Poème d’amour postcolonial est composé d’une trentaine de textes, en vers ou en prose, à la fois autobiographiques (on y apprend que l’autrice est Amérindienne, et plus particulièrement Mojave ; qu’elle est une ancienne professionnelle de basketball ; que son frère a mal tourné) et mythologiques (il y est beaucoup question du Minotaure, entre autres) dans leur matière ; à la fois politiques (ils cherchent le combat, contre l’Amérique blanche conservatrice notamment) et sensuels (c’est une ode à l’aimée et à son corps) dans leurs modes d’expression et leurs enjeux. Ces dimensions délimitent le corps carré à la surface duquel le chant projette son halo (le poème est une quadrature du cercle) de lumière : « Elle m’inonde. / Un torrent de scorpions — : / véloce-lumière.

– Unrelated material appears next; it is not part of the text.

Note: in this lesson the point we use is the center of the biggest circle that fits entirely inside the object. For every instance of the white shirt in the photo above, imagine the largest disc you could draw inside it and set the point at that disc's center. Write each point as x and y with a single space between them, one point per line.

Rafale de souffle — :  matrice de dieu. // La lumière horizonne sa hanche — : surgit un ocelot / taillé dans la calcédoine et la magnétite. / Hanche, calcaire et escarpée, // qui plonge lumineuse vers sa cuisse — : écrin-lumière, peau-lisière. » (p. 59).

 

La lumière met en relief la peau des amantes dans une ode au corps — genré, coloré ou vu comme tel, et méprisé — qui peut s’identifier au fleuve. Au cœur du travail de Diaz, comme elle le formule dans une interview avec la Los Angeles Review of Books, se trouve en effet « l’idée de l’amour et du désir et [la volonté de] trouver un moyen de montrer à voir le fleuve comme un être — ayant un corps physique, ayant une certaine autonomie » (ma traduction). Le corps de l’amante et celui de la rivière se font face et passent l’un dans l’autre, introduisant les enjeux politiques et écologiques dans l’intimité — et réciproquement. Il faut dire que les Mojaves se nomment eux-mêmes Pipa a’ha macave, « Le peuple qui vit près de l’eau ». En l’occurrence, près du Colorado. Dans « La première eau, c’est le corps » (p. 127), Natalie Diaz écrit : « Nous portons la rivière, son corps liquide, dans notre corps. » (p. 133) ; « L’énergie est une rivière mouvante qui meut mon corps en mouvement. » (p. 135). Dans un autre texte, composé d’une multitude de fragments et intitulé « Quelques pièces présentées au Musée américain de l’eau » (p. 177), on lit : « Les opinions divergent sur ce qui a fait / du baiser un crime. Qui n’a pas bu, / n’a pas supplié au puit des lèvres d’une amante ? L’amour n’a jamais été différent de la soif, / mais maintenant tout est différent. Tous les gobelets / sont pleins de saleté — même nos bouches. » (p. 205) Et attention : « La poésie ne se boit pas » (« You cannot drink poetry », p. 196-7).